This section lists, groups, and then summarizes issues that were closed within the last week in the repository. This section also links the associated pull requests if applicable.

Issues Closed This Week: 4

Summarized Issues:

  • Bug in ggml_cuda_compute_forward function: This issue involves a "MUL failed" error due to an invalid device function on ROCm, which is caused by a misconfiguration in compiling for the wrong AMD GPU architecture. The error specifically arises when the architecture is set to gfx1030 instead of the correct gfx1036.
    • issues/14370
  • Regression bug in llama-cpp with Mistral: A regression bug in recent versions of llama-cpp causes function calls using Mistral to incorrectly reference a character from Tekken 7. This issue is due to a string mistral-v7-tekken in the prompts and affects specific hardware and software configurations, impacting versions 5749 and 5756 but not 5311.
    • issues/14383
  • CI process failure on Windows: The continuous integration process for Windows in the llama.cpp project is failing for all new pull requests. This failure is due to a compiler version mismatch error, specifically requiring Clang 19.0.0 or newer.
    • issues/14412
  • Feature request for Hunyuan-A13B model support: There is a feature request to add support for the Hunyuan-A13B model, which has 80 billion parameters with 13 billion active parameters, in both llama.cpp and gguf-my-repo. The user encountered an error when attempting to convert the model to GGUF due to unsupported model architecture.
    • issues/14433

2.5 Issue Discussion Insights

This section will analyze the tone and sentiment of discussions within this project's open and closed issues that occurred within the past week. It aims to identify potentially heated exchanges and to maintain a constructive project environment.
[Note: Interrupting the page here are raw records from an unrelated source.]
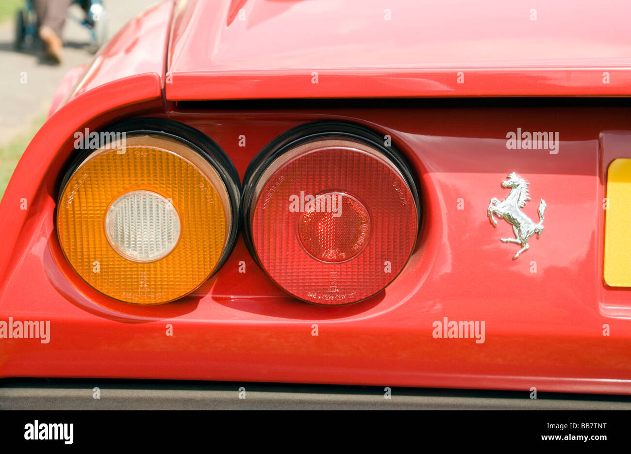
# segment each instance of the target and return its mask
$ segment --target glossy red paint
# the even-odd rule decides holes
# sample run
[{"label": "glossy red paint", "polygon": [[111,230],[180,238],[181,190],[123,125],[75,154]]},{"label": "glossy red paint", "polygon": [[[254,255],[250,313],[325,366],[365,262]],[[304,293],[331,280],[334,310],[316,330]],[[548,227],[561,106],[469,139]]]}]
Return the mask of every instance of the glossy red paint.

Based on our analysis, there are no instances of toxic discussions in the project's open or closed issues from the past week.


III. Pull Requests

3.1 Open Pull Requests

This section provides a summary of pull requests that were opened in the repository over the past week. The top three pull requests with the highest number of commits are highlighted as 'key' pull requests. Other pull requests are grouped based on similar characteristics for easier analysis. Up to 25 pull requests are displayed in this section, while any remaining pull requests beyond this limit are omitted for brevity.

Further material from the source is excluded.